There’s a common pattern to all this. Unless money visibly disappears, a breach is an IT matter; when money does disappear, an investigation is announced, silence resumes, and impunity reigns.

So what use is CERT’s new tender? There’s no doubting the state plainly needs the capacity it describes, but there’s little to no hope institutional cultures will change through technical investments alone.   

Waidyalankara is right that a strategy without law operates in a hard threat environment with soft instruments, and that seven years of legislative delay has stopped being administrative, and become negligence.   

But the corrective is not the draft Cybersecurity Act of 2023, which I have analysed in significant detail: a bill that’s absolutely draconian, and serving the whims of the Ministry of Defence. The draft from three years ago enables warrantless, self-certified searches, ISP-mediated access to citizens’ devices, and a CERT absorbed into a presidentially controlled authority featuring coercive powers aimed at citizens. None of this would have done nothing at all to prevent or stop what the CoPF report deals with.   

The real danger is that the Treasury theft, the postal department fraud and the revelations by MP Wijepala become the pretext for rushing a really bad cybersecurity law through, just as the Online Safety Act was passed, against the advice of nearly everyone who understood it.   

Sri Lanka needs a cybersecurity law that binds public institutions to standards, gives an independent authority the power to enforce them, and mandates honest incident reporting. The surveillance of citizens is not security of the state.  

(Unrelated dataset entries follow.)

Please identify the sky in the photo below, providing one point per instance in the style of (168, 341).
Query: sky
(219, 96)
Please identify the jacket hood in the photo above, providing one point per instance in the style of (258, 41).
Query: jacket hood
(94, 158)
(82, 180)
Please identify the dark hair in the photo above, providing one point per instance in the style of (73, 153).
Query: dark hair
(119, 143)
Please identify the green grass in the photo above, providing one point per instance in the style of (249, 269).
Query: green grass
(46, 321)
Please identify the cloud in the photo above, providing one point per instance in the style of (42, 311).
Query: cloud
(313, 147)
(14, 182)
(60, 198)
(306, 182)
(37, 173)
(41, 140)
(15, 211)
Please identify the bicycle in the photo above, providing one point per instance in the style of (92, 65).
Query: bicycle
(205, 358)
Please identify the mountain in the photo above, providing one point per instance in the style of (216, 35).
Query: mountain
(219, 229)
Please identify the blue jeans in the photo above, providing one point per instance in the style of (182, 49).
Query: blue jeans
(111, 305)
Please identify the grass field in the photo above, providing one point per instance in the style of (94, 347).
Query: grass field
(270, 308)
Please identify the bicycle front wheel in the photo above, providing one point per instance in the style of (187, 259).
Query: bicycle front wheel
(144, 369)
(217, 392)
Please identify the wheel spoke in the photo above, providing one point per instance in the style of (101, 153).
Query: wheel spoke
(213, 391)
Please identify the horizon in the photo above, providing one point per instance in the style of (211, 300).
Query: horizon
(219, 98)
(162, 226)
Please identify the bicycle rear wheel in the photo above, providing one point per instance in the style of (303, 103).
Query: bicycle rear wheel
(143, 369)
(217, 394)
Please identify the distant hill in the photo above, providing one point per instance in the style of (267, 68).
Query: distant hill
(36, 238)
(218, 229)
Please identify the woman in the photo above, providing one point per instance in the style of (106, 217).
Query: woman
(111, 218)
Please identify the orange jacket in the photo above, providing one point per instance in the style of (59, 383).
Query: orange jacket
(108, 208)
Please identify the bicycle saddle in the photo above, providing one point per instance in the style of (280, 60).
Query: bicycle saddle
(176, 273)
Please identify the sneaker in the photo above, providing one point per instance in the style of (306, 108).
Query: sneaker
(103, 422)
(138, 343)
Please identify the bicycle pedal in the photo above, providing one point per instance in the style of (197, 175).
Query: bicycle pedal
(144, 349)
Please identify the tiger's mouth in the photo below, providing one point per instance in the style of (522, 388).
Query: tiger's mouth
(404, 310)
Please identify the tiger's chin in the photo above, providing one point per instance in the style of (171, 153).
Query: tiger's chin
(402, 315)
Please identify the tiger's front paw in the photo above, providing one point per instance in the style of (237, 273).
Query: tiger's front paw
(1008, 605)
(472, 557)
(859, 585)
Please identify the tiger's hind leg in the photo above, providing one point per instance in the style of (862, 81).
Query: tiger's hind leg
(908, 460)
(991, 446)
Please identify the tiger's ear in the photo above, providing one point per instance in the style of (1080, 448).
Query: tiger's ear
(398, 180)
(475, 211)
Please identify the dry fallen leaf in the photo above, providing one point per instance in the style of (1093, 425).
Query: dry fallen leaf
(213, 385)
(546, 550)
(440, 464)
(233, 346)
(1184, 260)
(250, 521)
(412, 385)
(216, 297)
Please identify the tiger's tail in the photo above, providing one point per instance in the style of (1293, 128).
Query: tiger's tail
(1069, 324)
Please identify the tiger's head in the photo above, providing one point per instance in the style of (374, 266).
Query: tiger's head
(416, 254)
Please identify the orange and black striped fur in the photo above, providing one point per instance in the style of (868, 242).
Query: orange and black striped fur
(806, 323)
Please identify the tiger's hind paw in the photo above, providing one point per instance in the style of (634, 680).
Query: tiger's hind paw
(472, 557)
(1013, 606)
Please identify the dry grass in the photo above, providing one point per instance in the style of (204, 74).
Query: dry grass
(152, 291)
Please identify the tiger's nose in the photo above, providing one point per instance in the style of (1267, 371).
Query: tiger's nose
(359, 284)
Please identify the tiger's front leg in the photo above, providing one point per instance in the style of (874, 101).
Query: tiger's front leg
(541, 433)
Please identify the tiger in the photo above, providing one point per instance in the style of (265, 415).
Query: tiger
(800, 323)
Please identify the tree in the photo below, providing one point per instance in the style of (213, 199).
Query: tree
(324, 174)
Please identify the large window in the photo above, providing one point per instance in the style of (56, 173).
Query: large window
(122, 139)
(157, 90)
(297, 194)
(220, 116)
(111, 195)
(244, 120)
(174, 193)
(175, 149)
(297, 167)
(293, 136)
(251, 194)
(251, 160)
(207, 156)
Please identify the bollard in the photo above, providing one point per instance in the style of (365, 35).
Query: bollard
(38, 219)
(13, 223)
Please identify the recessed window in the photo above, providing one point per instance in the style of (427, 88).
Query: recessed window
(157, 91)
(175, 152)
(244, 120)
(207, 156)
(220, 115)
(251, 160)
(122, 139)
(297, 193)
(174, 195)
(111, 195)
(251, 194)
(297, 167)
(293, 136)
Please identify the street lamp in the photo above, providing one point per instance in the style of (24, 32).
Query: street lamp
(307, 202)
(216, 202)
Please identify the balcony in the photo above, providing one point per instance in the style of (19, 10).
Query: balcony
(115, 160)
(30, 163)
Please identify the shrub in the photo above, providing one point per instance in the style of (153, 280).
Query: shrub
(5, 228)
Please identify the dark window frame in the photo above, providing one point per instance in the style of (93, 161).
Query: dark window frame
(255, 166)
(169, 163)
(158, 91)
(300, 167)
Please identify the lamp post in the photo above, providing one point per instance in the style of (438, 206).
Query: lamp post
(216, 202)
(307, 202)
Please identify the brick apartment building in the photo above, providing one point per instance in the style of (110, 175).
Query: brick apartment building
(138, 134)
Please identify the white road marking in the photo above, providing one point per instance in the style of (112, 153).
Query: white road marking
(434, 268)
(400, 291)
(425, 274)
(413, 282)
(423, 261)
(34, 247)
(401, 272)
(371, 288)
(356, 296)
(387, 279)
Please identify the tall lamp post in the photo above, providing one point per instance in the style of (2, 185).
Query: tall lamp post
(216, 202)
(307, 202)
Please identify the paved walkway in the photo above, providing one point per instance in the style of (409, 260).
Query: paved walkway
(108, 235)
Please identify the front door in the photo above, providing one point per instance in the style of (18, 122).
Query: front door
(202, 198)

Sri Lanka’s accelerated push towards digitalisation is important, but what the President, Dr Hans Wijayasuriya, and MP Eranga Weeraratne say to great fanfare exists in a parallel reality to actual conditions, challenges, and cultures in Sri Lanka. That is precisely why CoPF’s record of institutional failures matter. The government asks citizens to entrust highly sensitive personally identifiable information to digital public infrastructure is demonstrably incapable of protecting its own debt repayments, postal remittances, public records, and public finances. How do they think this will track? Public trust is the substrate on which every digital ambition rests, and each colossal financial loss undermines it. The COPF’s first recommendation now hands the matter to criminal investigation, which must determine - in the report’s own framing - whether officials colluded in the theft or were “ignorant, incompetent, and negligent”.   

Unless these investigations conclude in public, and quickly - naming exactly what happened, why, to whom, and when, shaming those careless or complicit, and with what consequence - the CoPF’s referral ironically risks contributing to a process of impunity, and forgetting, with every CERT procurement little more than ceremony, every statement by the CBSL, and ERD as theatre, and the next colossal financial theft or data loss already in the making.  

Plus ça change, plus c’est la même chose.  

*The more things change, the more they stay the same.